Wildly Good News

Wildly Good News

goodnewsdogWild dogs are on the rise throughout sub-Saharan Africa and there is probably no better marker species for the overall health of the wilderness. Hey. This is a very good news story!

Together with a number of wildlife organizations reporting significant decreases in poaching, I think it’s fair to say the African wilderness has taken a great turn for the better.

Wildlife organizations began acknowledging the comeback of the dogs since the beginning of 2015, but many of us guides noticed it several years earlier.

Check out my “OnSafari” blogs for the last 4-5 years and you’ll see an amazing account of wild dog sightings. Dogs are “definitely back” and maybe even better than they historically were.

Wow! So what does that mean. Well if it’s true, it could be that dogs are filling in the gaps being left by the definite and serious decline in lions. Filling such an important gap at the top of the food chain would be a critical need of the overall wilderness.

The story of the dogs’ comeback also gives us a good indication of what methods for conserving the wilderness work best.

Last week a sixth pack of wild dogs was released in the northwest Serengeti to great fanfare. This is in such marked contrast to only a decade ago when wildlife organizations had to keep secret their work in saving the dogs, because local farmers and businessmen so hated them.

So that’s the first big change: people in the area no longer express such animus to dogs as they showed only a short time ago. That doesn’t mean that ranchers don’t get awfully mad when a dog kills domestic stock. With government and wildlife organization funds to fairly compensate ranchers that have lost stock to dogs, though, many fewer ranchers are retaliating.

To mitigate the problem of more well educated Africans and not enough jobs, a number of “wildlife” organizations have dedicated serious resources to the social plight of Africans. Wildlife Works created 85 jobs in an area with a fragile peace between people and game.

“The key to preserving wildlife here is human relationships,” explains Wildlife Works’ Amy Lee in an op-ed published in the New York Times last week. Her organization is now the third largest employer in Kenya’s wild Rukinga district, and Amy credits this fact with saving the wilderness and wild dog in particular.

But there is also a real sense that the dogs are taking less domestic stock.
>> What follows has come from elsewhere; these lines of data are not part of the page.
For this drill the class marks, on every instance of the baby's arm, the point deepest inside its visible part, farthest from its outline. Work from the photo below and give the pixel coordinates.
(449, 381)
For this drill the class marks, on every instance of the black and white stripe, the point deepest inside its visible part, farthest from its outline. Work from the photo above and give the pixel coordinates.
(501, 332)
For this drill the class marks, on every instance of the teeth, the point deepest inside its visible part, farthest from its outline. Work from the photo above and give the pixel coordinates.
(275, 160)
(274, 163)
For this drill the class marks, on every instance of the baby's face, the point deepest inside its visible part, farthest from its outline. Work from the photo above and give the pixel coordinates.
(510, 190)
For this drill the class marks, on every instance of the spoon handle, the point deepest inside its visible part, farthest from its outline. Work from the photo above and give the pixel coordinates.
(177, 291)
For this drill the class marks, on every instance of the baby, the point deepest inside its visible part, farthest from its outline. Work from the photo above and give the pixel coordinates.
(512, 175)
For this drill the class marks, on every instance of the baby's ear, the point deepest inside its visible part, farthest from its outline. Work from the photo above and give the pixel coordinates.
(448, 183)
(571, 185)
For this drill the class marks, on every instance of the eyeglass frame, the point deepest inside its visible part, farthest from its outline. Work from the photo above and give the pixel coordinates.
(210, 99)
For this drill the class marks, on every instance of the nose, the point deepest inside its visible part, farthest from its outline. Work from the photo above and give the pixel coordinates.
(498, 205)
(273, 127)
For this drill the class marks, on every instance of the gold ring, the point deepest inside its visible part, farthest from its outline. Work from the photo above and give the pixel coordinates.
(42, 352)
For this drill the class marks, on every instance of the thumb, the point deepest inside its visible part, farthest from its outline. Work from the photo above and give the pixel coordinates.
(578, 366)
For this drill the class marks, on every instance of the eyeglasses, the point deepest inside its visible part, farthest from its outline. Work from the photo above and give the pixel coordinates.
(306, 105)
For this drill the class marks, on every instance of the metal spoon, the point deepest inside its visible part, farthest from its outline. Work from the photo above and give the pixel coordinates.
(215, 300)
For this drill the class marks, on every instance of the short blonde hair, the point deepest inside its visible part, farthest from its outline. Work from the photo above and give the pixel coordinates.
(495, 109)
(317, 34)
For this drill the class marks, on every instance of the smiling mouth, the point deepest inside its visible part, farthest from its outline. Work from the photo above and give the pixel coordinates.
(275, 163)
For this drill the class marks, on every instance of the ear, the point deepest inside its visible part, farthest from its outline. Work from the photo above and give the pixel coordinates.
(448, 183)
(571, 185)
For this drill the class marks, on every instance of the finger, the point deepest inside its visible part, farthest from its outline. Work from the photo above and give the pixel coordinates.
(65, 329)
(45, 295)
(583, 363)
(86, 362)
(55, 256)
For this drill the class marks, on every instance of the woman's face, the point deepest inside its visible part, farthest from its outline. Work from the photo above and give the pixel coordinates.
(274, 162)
The dog take less domestic stock because there’s more wild stock for them. Again this could be a reflection of the serious decline in lion, dog’s most aggressive competitor. But there is also a healthy increase in hyaena, and the total increase in dog and hyaena seems greater than just filling a gap left by lion.

That means the entire ecosystem must be improving. The persistence of organizations like the Frankfurt Zoological Society to continue reintroducing dogs over the last 30 years has finally paid off.

Finally a number of subtle social/wildlife collaborations all around the Serengeti have proved enormously beneficial.

A group of American zoos led by Chicago’s Lincoln Park Zoo continues an aggressive campaign to freely inoculate Maasai pet dogs against common diseases that surround the Serengeti. I’ve written before about this highly successful program.

Wild dogs, being more inbred than pet dogs, easily succumb to common dog diseases. This program has the added benefit of pleasing the people who surround the wilderness.

It’s always hard to tell a conservation success story: We worry that it will lower our vigilance. We know how fleeting it can be and with climate change how unpredictable now the tools that we’ve developed for monitoring and improving are becoming.

But at least for the moment, give yourself a pat on the back!